We present the Lambda Adaptive Multi-Band Deblending Algorithm in R (lambdar), a novel code for calculating matched aperture photometry across images that are neither pixel- nor PSF-matched, using ...prior aperture definitions derived from high-resolution optical imaging. The development of this program is motivated by the desire for consistent photometry and uncertainties across large ranges of photometric imaging, for use in calculating spectral energy distributions. We describe the program, specifically key features required for robust determination of panchromatic photometry: propagation of apertures to images with arbitrary resolution, local background estimation, aperture normalization, uncertainty determination and propagation, and object deblending. Using simulated images, we demonstrate that the program is able to recover accurate photometric measurements in both high-resolution, low-confusion, and low-resolution, high-confusion, regimes. We apply the program to the 21-band photometric data set from the Galaxy And Mass Assembly (GAMA) Panchromatic Data Release (PDR; Driver et al. 2016), which contains imaging spanning the far-UV to the far-IR. We compare photometry derived from lambdar with that presented in Driver et al. (2016), finding broad agreement between the data sets.

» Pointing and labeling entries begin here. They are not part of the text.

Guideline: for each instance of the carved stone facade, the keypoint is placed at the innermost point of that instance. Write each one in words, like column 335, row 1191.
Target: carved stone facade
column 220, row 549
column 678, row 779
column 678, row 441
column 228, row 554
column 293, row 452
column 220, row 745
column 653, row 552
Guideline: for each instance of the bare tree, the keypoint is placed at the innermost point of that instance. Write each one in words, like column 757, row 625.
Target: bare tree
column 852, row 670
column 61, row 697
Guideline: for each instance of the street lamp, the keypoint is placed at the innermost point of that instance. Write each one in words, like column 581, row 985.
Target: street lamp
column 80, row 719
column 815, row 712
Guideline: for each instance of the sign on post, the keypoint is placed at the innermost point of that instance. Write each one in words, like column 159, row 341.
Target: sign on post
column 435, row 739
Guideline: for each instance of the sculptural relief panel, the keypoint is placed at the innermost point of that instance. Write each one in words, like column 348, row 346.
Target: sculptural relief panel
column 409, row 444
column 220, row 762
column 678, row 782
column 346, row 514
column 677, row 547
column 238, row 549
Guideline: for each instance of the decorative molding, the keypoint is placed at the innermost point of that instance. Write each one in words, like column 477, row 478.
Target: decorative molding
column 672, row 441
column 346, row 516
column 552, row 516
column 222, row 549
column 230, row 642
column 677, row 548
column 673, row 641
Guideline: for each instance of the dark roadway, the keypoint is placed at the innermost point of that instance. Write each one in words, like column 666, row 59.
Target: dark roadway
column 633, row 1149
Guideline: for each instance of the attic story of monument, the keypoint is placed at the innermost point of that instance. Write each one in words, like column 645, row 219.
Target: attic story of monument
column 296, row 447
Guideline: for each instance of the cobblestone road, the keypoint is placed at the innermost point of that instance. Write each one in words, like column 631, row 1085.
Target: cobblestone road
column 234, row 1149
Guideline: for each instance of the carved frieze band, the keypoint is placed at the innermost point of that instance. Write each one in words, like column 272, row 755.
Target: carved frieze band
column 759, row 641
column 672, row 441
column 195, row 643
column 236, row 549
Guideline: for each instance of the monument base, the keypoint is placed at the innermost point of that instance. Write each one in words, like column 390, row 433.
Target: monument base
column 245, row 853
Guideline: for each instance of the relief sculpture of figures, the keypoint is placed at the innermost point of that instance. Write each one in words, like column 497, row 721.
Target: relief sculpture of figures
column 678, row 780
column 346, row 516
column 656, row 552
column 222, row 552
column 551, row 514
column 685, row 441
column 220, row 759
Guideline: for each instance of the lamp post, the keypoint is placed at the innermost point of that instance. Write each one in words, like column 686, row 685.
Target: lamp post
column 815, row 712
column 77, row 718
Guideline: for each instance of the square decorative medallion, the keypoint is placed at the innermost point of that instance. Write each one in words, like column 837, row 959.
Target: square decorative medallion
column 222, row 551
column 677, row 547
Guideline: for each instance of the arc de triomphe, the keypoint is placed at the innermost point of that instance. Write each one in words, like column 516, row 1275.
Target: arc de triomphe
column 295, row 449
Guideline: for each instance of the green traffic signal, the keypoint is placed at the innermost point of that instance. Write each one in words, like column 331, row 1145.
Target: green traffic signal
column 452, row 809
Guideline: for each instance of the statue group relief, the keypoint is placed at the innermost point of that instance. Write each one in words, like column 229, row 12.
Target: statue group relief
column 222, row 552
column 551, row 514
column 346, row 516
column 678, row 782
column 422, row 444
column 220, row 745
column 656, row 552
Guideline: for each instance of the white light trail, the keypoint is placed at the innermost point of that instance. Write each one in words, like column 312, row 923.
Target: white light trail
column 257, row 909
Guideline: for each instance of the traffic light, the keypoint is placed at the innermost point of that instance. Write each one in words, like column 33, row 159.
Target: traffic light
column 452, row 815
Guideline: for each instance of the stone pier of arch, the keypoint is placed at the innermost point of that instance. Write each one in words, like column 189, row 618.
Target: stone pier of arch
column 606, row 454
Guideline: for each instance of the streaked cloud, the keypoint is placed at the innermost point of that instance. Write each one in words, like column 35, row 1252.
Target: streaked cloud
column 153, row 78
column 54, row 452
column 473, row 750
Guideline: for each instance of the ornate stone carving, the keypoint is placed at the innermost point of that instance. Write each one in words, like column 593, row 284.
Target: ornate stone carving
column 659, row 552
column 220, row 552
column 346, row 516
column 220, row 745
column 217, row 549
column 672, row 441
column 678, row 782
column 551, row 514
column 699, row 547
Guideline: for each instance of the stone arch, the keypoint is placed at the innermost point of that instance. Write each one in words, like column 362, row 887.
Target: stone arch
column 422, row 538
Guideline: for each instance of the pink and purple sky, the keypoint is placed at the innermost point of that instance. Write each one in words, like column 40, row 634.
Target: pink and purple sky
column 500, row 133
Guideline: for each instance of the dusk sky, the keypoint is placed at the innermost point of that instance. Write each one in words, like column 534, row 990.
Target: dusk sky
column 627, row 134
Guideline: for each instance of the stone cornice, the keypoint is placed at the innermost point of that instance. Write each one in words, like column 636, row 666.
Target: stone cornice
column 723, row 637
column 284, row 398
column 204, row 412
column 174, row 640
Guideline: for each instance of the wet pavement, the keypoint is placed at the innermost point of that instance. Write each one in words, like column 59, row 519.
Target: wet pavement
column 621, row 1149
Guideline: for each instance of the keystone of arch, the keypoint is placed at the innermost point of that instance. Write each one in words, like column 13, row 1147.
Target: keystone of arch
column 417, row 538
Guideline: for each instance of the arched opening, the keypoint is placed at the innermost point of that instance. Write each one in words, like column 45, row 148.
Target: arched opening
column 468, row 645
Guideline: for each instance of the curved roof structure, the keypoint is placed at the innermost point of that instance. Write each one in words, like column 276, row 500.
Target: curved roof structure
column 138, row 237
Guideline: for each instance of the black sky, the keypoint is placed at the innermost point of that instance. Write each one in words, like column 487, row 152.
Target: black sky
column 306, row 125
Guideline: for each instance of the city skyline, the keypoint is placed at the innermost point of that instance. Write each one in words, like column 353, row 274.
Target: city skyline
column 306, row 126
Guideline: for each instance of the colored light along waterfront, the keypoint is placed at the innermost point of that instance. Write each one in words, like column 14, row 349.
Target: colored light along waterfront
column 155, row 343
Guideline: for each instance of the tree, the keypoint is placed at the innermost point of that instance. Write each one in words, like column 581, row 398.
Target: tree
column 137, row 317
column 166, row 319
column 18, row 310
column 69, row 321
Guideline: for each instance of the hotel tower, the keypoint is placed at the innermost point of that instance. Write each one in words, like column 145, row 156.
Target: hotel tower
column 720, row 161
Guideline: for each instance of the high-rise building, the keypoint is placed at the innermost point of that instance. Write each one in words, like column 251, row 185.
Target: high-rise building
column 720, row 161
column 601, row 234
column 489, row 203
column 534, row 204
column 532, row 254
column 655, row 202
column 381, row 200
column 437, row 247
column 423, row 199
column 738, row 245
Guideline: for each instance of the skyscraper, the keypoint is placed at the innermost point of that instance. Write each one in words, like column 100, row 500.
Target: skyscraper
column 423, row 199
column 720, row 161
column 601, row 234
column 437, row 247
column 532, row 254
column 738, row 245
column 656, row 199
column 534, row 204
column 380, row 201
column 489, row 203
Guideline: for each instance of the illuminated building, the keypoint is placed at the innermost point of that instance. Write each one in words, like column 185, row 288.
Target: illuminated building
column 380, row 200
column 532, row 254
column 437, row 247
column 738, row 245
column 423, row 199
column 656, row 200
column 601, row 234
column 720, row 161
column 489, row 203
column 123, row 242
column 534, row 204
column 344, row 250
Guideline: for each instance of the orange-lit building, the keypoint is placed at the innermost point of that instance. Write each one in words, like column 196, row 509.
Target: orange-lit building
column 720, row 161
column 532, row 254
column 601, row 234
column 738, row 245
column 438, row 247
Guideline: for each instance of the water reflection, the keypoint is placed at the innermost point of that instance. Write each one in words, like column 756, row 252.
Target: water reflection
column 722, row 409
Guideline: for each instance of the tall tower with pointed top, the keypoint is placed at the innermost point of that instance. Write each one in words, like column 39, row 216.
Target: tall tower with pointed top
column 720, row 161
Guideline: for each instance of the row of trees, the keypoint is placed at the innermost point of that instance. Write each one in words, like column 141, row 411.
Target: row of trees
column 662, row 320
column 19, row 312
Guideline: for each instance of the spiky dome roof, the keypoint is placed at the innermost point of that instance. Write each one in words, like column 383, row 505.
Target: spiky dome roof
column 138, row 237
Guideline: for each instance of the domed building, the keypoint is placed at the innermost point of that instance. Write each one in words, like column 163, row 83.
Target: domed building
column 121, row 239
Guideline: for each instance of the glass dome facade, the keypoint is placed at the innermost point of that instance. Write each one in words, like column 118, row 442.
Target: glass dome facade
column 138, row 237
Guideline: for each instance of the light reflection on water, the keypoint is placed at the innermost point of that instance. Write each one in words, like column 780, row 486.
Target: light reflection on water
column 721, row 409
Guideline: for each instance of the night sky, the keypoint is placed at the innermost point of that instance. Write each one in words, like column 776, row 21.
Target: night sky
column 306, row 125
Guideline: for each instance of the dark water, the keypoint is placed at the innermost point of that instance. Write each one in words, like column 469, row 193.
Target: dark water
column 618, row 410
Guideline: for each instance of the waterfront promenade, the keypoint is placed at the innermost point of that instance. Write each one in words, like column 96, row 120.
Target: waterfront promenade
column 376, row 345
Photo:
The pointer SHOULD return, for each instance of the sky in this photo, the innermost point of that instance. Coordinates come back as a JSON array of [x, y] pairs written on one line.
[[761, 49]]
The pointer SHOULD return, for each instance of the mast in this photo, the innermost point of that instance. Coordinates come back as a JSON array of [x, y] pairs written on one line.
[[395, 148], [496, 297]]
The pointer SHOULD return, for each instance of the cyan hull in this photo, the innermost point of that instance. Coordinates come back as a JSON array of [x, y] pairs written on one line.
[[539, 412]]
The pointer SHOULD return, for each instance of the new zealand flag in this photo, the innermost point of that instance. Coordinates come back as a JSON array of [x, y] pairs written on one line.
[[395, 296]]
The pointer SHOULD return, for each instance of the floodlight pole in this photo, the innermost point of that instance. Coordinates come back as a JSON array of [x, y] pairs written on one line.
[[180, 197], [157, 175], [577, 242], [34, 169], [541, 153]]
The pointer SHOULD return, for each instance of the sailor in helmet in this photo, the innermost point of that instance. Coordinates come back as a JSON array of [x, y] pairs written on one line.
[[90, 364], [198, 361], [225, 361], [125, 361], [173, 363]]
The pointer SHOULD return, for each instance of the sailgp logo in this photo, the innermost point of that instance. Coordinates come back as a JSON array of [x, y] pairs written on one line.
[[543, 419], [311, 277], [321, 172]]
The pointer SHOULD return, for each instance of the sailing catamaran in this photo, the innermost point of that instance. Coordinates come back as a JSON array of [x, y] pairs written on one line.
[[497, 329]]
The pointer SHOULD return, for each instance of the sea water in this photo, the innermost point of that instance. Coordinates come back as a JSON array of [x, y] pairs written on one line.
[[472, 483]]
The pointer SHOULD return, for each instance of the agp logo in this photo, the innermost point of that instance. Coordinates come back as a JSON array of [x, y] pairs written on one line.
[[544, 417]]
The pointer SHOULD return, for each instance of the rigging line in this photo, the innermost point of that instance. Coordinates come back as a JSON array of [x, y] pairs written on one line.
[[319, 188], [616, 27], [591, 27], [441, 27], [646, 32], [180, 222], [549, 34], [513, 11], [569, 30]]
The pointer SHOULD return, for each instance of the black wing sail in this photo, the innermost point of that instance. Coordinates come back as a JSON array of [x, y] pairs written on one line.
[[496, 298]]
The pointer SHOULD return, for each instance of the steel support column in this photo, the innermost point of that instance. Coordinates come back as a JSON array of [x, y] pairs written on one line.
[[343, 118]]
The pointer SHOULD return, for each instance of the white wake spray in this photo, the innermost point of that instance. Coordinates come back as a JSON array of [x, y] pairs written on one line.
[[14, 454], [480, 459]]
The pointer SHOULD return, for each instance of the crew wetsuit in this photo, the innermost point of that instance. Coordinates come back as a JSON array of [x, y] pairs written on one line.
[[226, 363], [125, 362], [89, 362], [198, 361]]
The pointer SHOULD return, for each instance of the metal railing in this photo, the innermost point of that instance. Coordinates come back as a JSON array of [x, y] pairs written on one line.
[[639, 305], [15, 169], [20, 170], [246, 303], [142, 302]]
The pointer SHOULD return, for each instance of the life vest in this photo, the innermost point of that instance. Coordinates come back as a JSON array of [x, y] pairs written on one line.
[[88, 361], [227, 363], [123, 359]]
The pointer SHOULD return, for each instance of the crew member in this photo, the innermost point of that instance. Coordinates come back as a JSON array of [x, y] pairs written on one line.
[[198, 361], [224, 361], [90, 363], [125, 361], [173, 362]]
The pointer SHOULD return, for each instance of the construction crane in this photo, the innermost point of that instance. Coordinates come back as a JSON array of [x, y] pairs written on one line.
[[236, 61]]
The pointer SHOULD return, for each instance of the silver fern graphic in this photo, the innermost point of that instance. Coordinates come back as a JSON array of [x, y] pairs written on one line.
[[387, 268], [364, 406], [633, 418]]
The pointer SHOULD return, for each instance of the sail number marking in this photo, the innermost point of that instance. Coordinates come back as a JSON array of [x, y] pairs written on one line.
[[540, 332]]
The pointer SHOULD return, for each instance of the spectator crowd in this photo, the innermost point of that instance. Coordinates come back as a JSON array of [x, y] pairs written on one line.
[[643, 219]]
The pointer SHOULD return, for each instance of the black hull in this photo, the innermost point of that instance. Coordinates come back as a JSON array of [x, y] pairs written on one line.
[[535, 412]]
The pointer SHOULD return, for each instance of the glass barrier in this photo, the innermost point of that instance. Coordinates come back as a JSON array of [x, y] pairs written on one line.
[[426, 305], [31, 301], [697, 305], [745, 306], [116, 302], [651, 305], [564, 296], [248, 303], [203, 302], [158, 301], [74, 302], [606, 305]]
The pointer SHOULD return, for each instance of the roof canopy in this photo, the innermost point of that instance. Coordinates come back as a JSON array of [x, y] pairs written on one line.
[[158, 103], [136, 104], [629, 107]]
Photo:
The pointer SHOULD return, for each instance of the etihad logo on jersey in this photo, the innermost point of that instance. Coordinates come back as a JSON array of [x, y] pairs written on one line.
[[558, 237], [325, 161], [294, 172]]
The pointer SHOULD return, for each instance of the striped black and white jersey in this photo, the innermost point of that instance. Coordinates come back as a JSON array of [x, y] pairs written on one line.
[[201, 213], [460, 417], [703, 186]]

None the less, we demonstrate that the photometry from lambdar is superior to that from the GAMA PDR, as determined by a reduction in the outlier rate and intrinsic scatter of colours in the lambdar data set. We similarly find a decrease in the outlier rate of stellar masses and star formation rates using lambdar photometry. Finally, we note an exceptional increase in the number of UV and mid-IR sources able to be constrained, which is accompanied by a significant increase in the mid-IR colour–colour parameter-space able to be explored.